Il racconto del Washington Post non è basato su illazioni, gole profonde, spifferi o sussurri. Nell’articolo si citano mail interne condivise dai team di Meta e dell’agenzia al lavoro su questo dossier, con l’obiettivo di “ritrarre l’app in rapida crescita, di proprietà della società con sede a Pechino ByteDance, come un pericolo per i bambini e la società americani“
“SIAMO ORGOGLIOSI DEL LAVORO CHE ABBIAMO SVOLTO”
In Italia, tra gli altri, il Corriere della Sera ha ripreso questa notizia e in un articolo a firma di Martina Pennisi ha anche riportato la posizione ufficiale di TikTok, che in una nota inviata alla redazione ha detto: “Ci preoccupa profondamente che la sollecitazione di media locali attorno all’esistenza di presunti trend, che non trovano riscontro in piattaforma, possa causare danni concreti nel mondo reale”
Di ben altro avviso invece i commenti che sul proprio profilo Twitter ha postato Zac Moffat, amministratore delegato dell’agenzia coinvolta in questo affare di pressioni, campagne di discredito e trappole mediatiche non casuali: “La storia del Washington Post non solo caratterizza erroneamente il lavoro che svolgiamo, ma i punti chiave sono semplicemente falsi (…) Siamo orgogliosi del lavoro che abbiamo svolto per evidenziare i pericoli di TikTok“

Tra preoccupazioni e orgogli, la questione che emerge da questa singola vicenda ha naturalmente più angolazioni e più possibilità di lettura e interpretazione. Tra queste c’è sicuramente quella che vuole cercare di far notare come l’inquietudine che aleggia dalle parti di Meta per la perdita del monopolio assoluto sul mercato dei social media sia molto più concreta di quanto non si potesse sospettare dall’esterno. Investire somme importanti per cercare di mettere in cattiva luce uno dei nuovi e più aggressivi protagonisti della scena social mondiale, TikTok, è segnale di una situazione che dalle parti di Menlo Park hanno la sensazione stia sfuggendo di mano.
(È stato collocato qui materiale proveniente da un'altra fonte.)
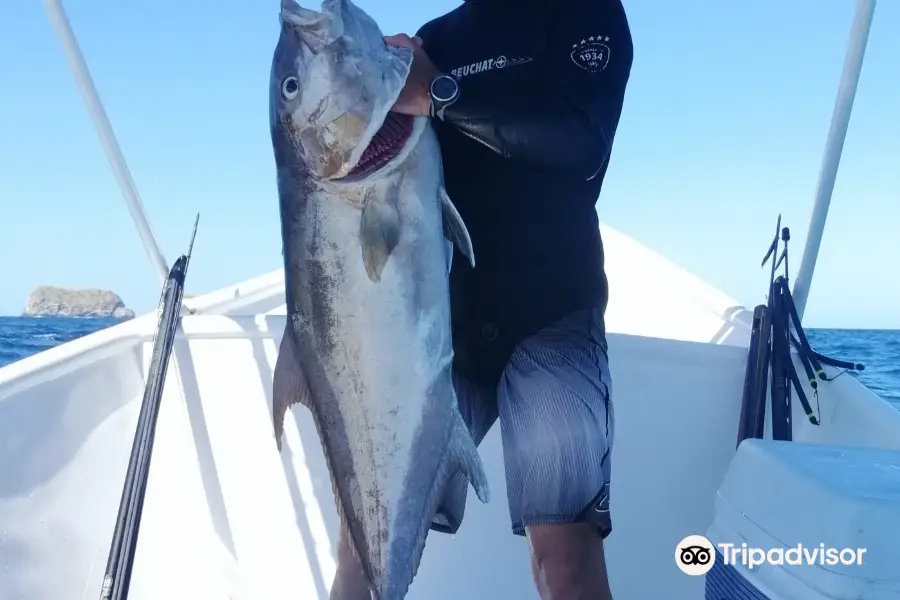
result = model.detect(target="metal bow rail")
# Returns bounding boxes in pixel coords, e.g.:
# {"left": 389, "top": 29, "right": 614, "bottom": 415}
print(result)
{"left": 43, "top": 0, "right": 168, "bottom": 283}
{"left": 792, "top": 0, "right": 877, "bottom": 320}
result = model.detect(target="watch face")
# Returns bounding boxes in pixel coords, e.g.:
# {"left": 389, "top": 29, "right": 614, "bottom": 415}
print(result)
{"left": 432, "top": 76, "right": 457, "bottom": 103}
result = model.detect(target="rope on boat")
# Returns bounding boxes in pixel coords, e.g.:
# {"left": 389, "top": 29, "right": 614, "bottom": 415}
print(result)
{"left": 98, "top": 215, "right": 199, "bottom": 600}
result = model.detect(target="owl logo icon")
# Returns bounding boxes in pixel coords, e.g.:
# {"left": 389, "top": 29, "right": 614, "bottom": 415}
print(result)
{"left": 675, "top": 535, "right": 717, "bottom": 576}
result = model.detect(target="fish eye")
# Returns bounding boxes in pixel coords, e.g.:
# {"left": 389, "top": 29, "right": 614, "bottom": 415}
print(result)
{"left": 281, "top": 76, "right": 299, "bottom": 100}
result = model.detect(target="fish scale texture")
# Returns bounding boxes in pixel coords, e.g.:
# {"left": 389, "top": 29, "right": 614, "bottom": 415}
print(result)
{"left": 705, "top": 551, "right": 772, "bottom": 600}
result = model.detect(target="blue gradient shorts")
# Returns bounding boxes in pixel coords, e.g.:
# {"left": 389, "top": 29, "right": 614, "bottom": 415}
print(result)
{"left": 432, "top": 307, "right": 614, "bottom": 538}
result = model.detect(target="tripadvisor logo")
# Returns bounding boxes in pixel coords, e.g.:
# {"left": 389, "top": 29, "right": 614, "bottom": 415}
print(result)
{"left": 718, "top": 542, "right": 867, "bottom": 569}
{"left": 675, "top": 535, "right": 716, "bottom": 576}
{"left": 675, "top": 535, "right": 867, "bottom": 576}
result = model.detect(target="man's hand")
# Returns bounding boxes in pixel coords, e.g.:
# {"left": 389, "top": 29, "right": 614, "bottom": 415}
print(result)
{"left": 384, "top": 34, "right": 439, "bottom": 117}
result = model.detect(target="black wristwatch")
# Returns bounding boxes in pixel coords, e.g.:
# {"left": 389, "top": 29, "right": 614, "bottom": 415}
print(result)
{"left": 429, "top": 74, "right": 460, "bottom": 120}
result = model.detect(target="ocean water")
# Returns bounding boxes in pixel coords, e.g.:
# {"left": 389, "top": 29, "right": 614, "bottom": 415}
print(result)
{"left": 0, "top": 316, "right": 121, "bottom": 367}
{"left": 0, "top": 316, "right": 898, "bottom": 406}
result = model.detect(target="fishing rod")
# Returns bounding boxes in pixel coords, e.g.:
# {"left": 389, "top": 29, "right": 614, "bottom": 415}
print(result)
{"left": 769, "top": 227, "right": 793, "bottom": 440}
{"left": 99, "top": 214, "right": 199, "bottom": 600}
{"left": 738, "top": 218, "right": 783, "bottom": 444}
{"left": 736, "top": 304, "right": 770, "bottom": 444}
{"left": 737, "top": 216, "right": 865, "bottom": 447}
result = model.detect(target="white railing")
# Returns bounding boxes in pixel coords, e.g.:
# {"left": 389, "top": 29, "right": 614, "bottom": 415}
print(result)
{"left": 43, "top": 0, "right": 169, "bottom": 284}
{"left": 792, "top": 0, "right": 877, "bottom": 321}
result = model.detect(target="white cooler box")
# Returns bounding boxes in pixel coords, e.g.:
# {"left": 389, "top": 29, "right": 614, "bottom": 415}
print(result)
{"left": 704, "top": 438, "right": 900, "bottom": 600}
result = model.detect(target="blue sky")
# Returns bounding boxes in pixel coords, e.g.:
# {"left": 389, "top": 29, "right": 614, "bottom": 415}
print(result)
{"left": 1, "top": 0, "right": 897, "bottom": 328}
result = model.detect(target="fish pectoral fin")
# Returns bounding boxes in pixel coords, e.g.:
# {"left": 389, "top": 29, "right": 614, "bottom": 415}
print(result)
{"left": 273, "top": 326, "right": 313, "bottom": 452}
{"left": 440, "top": 186, "right": 475, "bottom": 268}
{"left": 450, "top": 409, "right": 490, "bottom": 504}
{"left": 359, "top": 190, "right": 401, "bottom": 283}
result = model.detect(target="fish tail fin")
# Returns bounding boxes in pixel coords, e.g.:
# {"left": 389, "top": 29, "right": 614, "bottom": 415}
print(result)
{"left": 450, "top": 409, "right": 490, "bottom": 504}
{"left": 272, "top": 326, "right": 312, "bottom": 452}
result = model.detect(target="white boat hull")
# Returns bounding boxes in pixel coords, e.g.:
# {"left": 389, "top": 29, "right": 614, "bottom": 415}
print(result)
{"left": 2, "top": 224, "right": 898, "bottom": 600}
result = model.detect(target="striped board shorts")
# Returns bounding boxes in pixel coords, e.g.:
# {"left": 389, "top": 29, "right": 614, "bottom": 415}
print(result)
{"left": 432, "top": 307, "right": 615, "bottom": 538}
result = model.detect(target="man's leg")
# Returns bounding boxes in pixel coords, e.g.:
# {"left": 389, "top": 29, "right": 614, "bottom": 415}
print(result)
{"left": 329, "top": 371, "right": 498, "bottom": 599}
{"left": 498, "top": 307, "right": 615, "bottom": 600}
{"left": 526, "top": 522, "right": 612, "bottom": 600}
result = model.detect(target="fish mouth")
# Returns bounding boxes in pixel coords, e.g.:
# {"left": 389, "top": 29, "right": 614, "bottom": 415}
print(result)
{"left": 340, "top": 112, "right": 414, "bottom": 179}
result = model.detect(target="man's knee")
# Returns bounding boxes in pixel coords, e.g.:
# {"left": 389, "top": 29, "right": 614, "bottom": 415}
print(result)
{"left": 526, "top": 522, "right": 613, "bottom": 600}
{"left": 527, "top": 522, "right": 605, "bottom": 570}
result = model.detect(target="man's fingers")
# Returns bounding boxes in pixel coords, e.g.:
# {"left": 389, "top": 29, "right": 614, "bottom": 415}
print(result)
{"left": 412, "top": 36, "right": 423, "bottom": 48}
{"left": 383, "top": 33, "right": 415, "bottom": 49}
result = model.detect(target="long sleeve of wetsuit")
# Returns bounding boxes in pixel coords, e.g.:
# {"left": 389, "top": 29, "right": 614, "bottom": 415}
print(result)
{"left": 425, "top": 0, "right": 633, "bottom": 180}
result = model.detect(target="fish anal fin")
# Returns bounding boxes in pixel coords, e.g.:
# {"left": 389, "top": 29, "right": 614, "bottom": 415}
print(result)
{"left": 440, "top": 186, "right": 475, "bottom": 268}
{"left": 273, "top": 326, "right": 312, "bottom": 452}
{"left": 359, "top": 189, "right": 401, "bottom": 283}
{"left": 450, "top": 409, "right": 490, "bottom": 503}
{"left": 401, "top": 410, "right": 489, "bottom": 592}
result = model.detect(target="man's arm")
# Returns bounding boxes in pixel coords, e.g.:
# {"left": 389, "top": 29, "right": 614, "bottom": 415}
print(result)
{"left": 434, "top": 0, "right": 633, "bottom": 179}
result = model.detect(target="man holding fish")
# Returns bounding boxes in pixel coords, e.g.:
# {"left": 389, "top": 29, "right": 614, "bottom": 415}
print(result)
{"left": 384, "top": 0, "right": 633, "bottom": 598}
{"left": 269, "top": 0, "right": 632, "bottom": 597}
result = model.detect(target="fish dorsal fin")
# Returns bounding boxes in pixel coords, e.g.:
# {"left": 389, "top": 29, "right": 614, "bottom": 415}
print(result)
{"left": 440, "top": 186, "right": 475, "bottom": 268}
{"left": 359, "top": 188, "right": 401, "bottom": 282}
{"left": 272, "top": 325, "right": 313, "bottom": 451}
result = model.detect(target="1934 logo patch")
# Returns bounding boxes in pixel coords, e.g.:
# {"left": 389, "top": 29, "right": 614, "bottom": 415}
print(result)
{"left": 570, "top": 35, "right": 610, "bottom": 73}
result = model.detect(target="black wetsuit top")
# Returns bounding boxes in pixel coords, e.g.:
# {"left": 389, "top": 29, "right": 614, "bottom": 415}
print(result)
{"left": 417, "top": 0, "right": 633, "bottom": 386}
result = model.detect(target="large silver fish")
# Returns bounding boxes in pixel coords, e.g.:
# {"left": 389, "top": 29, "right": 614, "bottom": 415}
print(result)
{"left": 268, "top": 0, "right": 489, "bottom": 598}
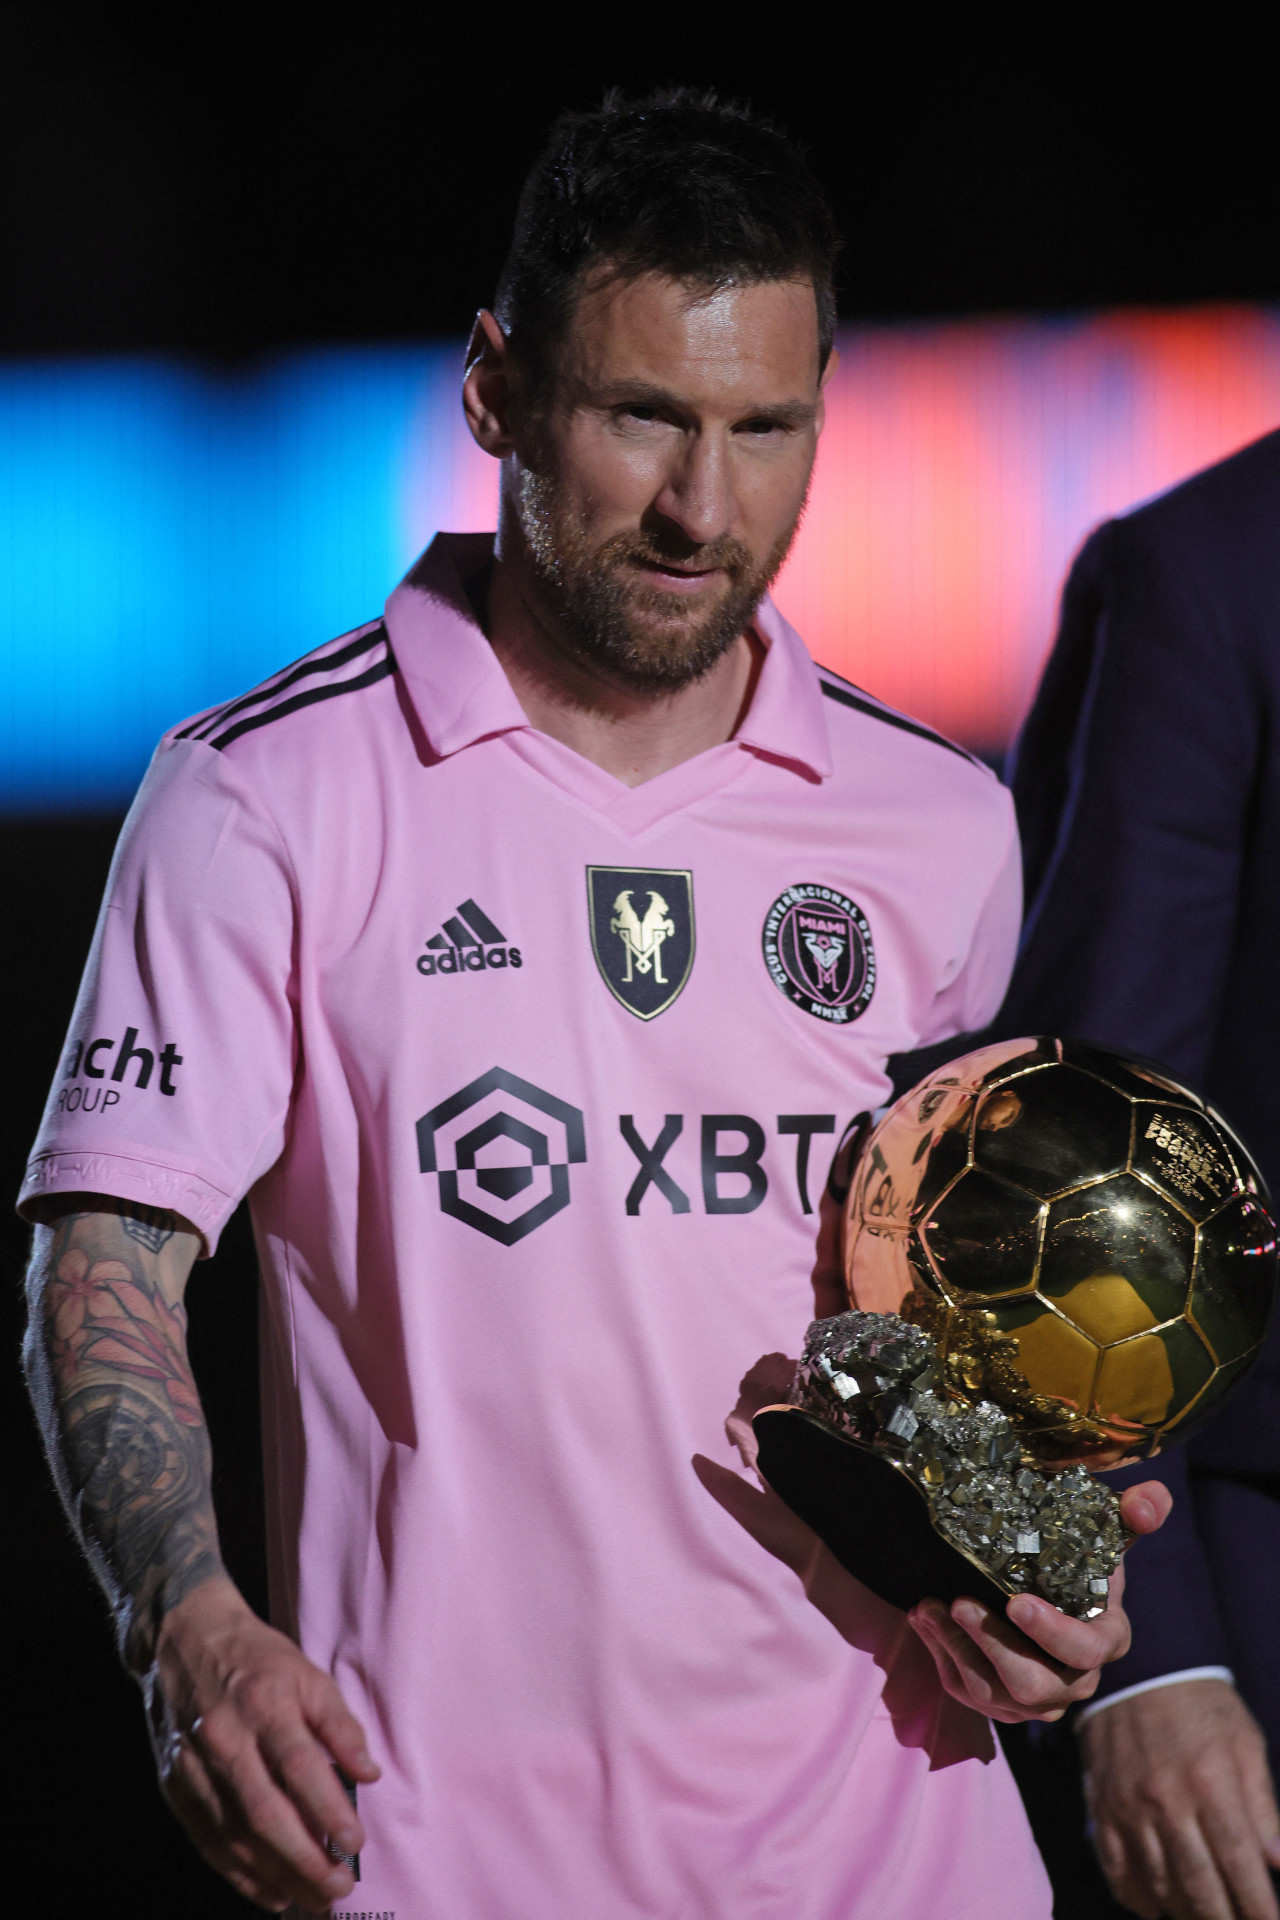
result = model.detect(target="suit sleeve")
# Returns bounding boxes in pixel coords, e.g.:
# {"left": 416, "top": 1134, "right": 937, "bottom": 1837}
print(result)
{"left": 1000, "top": 516, "right": 1259, "bottom": 1691}
{"left": 1000, "top": 518, "right": 1257, "bottom": 1083}
{"left": 18, "top": 736, "right": 298, "bottom": 1253}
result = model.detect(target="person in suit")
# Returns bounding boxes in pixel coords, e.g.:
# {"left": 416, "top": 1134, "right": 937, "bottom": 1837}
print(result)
{"left": 997, "top": 426, "right": 1280, "bottom": 1920}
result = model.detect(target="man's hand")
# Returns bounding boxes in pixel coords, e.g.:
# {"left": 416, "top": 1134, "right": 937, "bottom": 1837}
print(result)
{"left": 1081, "top": 1677, "right": 1280, "bottom": 1920}
{"left": 907, "top": 1479, "right": 1172, "bottom": 1724}
{"left": 151, "top": 1576, "right": 381, "bottom": 1914}
{"left": 22, "top": 1200, "right": 379, "bottom": 1912}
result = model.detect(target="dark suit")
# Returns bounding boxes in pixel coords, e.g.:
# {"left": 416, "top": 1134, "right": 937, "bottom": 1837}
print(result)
{"left": 998, "top": 427, "right": 1280, "bottom": 1756}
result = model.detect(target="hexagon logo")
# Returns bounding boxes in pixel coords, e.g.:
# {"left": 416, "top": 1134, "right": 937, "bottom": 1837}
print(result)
{"left": 417, "top": 1066, "right": 587, "bottom": 1244}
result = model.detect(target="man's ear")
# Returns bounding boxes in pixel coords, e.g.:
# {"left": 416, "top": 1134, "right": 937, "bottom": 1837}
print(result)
{"left": 462, "top": 310, "right": 519, "bottom": 458}
{"left": 814, "top": 345, "right": 840, "bottom": 435}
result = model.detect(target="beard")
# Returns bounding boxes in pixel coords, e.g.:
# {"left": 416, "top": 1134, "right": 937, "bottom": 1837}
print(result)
{"left": 517, "top": 466, "right": 804, "bottom": 693}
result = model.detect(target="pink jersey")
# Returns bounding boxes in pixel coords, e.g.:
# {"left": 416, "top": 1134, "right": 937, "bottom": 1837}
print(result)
{"left": 21, "top": 535, "right": 1047, "bottom": 1919}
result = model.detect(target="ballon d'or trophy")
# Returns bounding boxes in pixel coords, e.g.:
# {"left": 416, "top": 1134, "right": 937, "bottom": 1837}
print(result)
{"left": 754, "top": 1038, "right": 1278, "bottom": 1617}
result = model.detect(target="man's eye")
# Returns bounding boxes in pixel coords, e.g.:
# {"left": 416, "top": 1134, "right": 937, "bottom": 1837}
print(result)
{"left": 620, "top": 405, "right": 661, "bottom": 424}
{"left": 740, "top": 418, "right": 783, "bottom": 436}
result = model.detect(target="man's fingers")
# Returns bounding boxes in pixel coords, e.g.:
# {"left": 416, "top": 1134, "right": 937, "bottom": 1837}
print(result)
{"left": 164, "top": 1749, "right": 301, "bottom": 1912}
{"left": 1161, "top": 1815, "right": 1254, "bottom": 1920}
{"left": 907, "top": 1606, "right": 972, "bottom": 1709}
{"left": 1239, "top": 1722, "right": 1280, "bottom": 1853}
{"left": 910, "top": 1599, "right": 1065, "bottom": 1721}
{"left": 262, "top": 1723, "right": 365, "bottom": 1855}
{"left": 1117, "top": 1478, "right": 1174, "bottom": 1535}
{"left": 1128, "top": 1822, "right": 1178, "bottom": 1920}
{"left": 1180, "top": 1723, "right": 1280, "bottom": 1920}
{"left": 1199, "top": 1774, "right": 1280, "bottom": 1920}
{"left": 308, "top": 1684, "right": 381, "bottom": 1784}
{"left": 189, "top": 1715, "right": 357, "bottom": 1908}
{"left": 1091, "top": 1815, "right": 1162, "bottom": 1920}
{"left": 148, "top": 1592, "right": 379, "bottom": 1909}
{"left": 1081, "top": 1683, "right": 1280, "bottom": 1920}
{"left": 950, "top": 1597, "right": 1098, "bottom": 1714}
{"left": 1003, "top": 1589, "right": 1126, "bottom": 1674}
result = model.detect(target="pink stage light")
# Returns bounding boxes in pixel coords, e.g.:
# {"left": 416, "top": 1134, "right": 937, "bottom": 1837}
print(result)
{"left": 396, "top": 305, "right": 1279, "bottom": 755}
{"left": 774, "top": 305, "right": 1280, "bottom": 752}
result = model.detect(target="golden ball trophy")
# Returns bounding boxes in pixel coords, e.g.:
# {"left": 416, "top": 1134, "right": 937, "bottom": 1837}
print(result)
{"left": 754, "top": 1038, "right": 1278, "bottom": 1618}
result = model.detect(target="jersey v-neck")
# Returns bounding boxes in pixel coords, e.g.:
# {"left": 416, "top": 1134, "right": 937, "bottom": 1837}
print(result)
{"left": 384, "top": 533, "right": 833, "bottom": 834}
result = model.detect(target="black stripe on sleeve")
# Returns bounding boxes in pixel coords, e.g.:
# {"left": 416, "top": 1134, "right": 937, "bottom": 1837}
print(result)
{"left": 176, "top": 625, "right": 389, "bottom": 742}
{"left": 818, "top": 676, "right": 980, "bottom": 765}
{"left": 207, "top": 653, "right": 396, "bottom": 750}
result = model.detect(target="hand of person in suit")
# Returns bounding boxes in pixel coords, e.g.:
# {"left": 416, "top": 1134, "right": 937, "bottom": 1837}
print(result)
{"left": 1080, "top": 1676, "right": 1280, "bottom": 1920}
{"left": 908, "top": 1480, "right": 1171, "bottom": 1724}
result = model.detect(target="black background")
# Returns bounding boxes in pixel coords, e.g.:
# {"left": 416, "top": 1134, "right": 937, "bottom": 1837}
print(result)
{"left": 3, "top": 8, "right": 1274, "bottom": 1912}
{"left": 2, "top": 6, "right": 1277, "bottom": 359}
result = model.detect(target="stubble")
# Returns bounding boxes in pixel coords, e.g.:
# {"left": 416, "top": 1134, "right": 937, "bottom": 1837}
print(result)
{"left": 518, "top": 465, "right": 804, "bottom": 693}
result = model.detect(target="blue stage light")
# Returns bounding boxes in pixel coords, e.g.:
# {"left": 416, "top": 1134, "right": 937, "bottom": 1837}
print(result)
{"left": 2, "top": 315, "right": 1277, "bottom": 810}
{"left": 0, "top": 346, "right": 484, "bottom": 810}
Non si tratta più, o non solo, di capire che cosa provare a fare per mantenere una posizione dominante che a un certo punto sembrava inscalfibile, o al massimo gestibile con acquisizioni mirate di chi aveva mostrato capacità interessanti e potenzialmente pericolose (Instagram su tutti). Si tratta di una preoccupazione strategica che si concretizza in una campagna altrettanto tangibile che deve portare a effetti risultati che non siano soltanto teorici
Fino a quando si tratta di discorsi tra analisti, considerazioni accademiche, o riflessioni saggistiche, si resta in un piano di riflessione e approfondimento teorico in un dibattito come quello sui social media che ha caratterizzato e continuerà ad essere riferimento per tutto l’eco sistema digitale. Se invece si finisce in mezzo a investimenti perlomeno ambigui, piani opachi e mail dai toni poco concilianti ,ecco che lo scenario si arricchisce improvvisamente di ombre e sospetti diffusi.